Ama Andrea telefonu kapatmıştı bile. Koller dişlerini sıkarak kendisine gönderilen konuma baktı. Bulundukları yerden on beş kilometre kadar uzaklıktaki bir özel hastaneydi. Hastanenin sahibi Koller'in dostlarından biriydi, bu yüzden içi biraz olsun rahatladı. Dudaklarını dişleyerek telefonunu yanındaki ajanlardan birine uzattı ve Adler'in yaralandığından neredeyse emin bir halde arabasına bindi.
⚡️⚡️⚡️
Yirmi dakika sonra hastanedeydi, hızlı adımlarla koridoru katederken endişeyle etrafına bakındı. Andrea'yı gördüğünde kendini sıktı ve "Ajan 104," diye mırıldandı. Andrea Black ise ona doğru kendinden emin adımlarla doğru yürürken "Merhaba Bay Koller," dedi ağlamaktan kısılmış sesiyle. Kesinlikle mutlu görünmüyordu, Koller burun deliklerini şişirip kendini olası bir kötü habere hazırlarken "Söyle hadi," diye fısıldadı.
Andrea dişlerini sıktı ve gözlerini kırpıştırdı. "Josh..." diye mırıldandı. Koller şaşırmıştı, genç kadının kollarını tutup hafifçe sıktı. "Ne oldu Josh'a?"

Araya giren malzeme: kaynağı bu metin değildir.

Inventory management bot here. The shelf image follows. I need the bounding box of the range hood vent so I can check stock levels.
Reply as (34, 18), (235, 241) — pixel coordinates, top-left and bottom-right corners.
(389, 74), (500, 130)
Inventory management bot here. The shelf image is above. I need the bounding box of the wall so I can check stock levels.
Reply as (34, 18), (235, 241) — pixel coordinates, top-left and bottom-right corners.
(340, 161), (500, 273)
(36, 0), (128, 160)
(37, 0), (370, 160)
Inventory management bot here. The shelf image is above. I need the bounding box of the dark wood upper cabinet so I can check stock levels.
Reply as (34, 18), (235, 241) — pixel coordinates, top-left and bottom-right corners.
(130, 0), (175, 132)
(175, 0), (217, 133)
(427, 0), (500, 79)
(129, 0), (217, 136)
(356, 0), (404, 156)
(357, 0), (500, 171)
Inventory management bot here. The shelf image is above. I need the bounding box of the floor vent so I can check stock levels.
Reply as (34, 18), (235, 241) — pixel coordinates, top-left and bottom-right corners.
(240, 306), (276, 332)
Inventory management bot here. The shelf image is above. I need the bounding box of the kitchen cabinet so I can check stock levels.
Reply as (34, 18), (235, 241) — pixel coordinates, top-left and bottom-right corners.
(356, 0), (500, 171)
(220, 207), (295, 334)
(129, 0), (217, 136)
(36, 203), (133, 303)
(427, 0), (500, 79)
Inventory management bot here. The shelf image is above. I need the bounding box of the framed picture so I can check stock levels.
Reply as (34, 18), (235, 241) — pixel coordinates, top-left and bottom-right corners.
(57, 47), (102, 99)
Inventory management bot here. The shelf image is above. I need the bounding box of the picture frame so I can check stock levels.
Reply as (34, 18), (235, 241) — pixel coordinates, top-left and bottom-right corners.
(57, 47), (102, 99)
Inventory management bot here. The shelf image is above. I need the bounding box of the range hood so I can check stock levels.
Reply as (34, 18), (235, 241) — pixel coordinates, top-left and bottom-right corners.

"O... vuruldu, Bay Koller. Adler elinden geleni yaptı ama..." Sözün tam bu kısmında duraksayıp ağlamaya başlayınca Koller ne yapacağını bilemedi, tek tesellisi Adler'in sağlık açısından iyi durumda olduğunu düşünmesiydi. "Andrea, beni Adler'e götürebilir misin?"
"T-tabii." Andrea gözyaşlarını silmeye çalışırken koridorda titrek adımlarla yürüdü, Koller ve diğer ajanlar da onu takip etti. Sonunda ileride duvara yaslanmış, başını eğmiş olan uzun boylu, heybetli adamı gördüklerinde Andrea'yı geride bırakıp hızlı adımlarla ilerledi Koller.
"Adler, oğlum!" Adler direkt başını kaldırıp baktı, onun kanlanmış buz mavisi gözlerinden rahatça okunan binlerce duygu Koller'i duygulandırdı, kollarını uzatıp oğluna sıkıca sarıldı.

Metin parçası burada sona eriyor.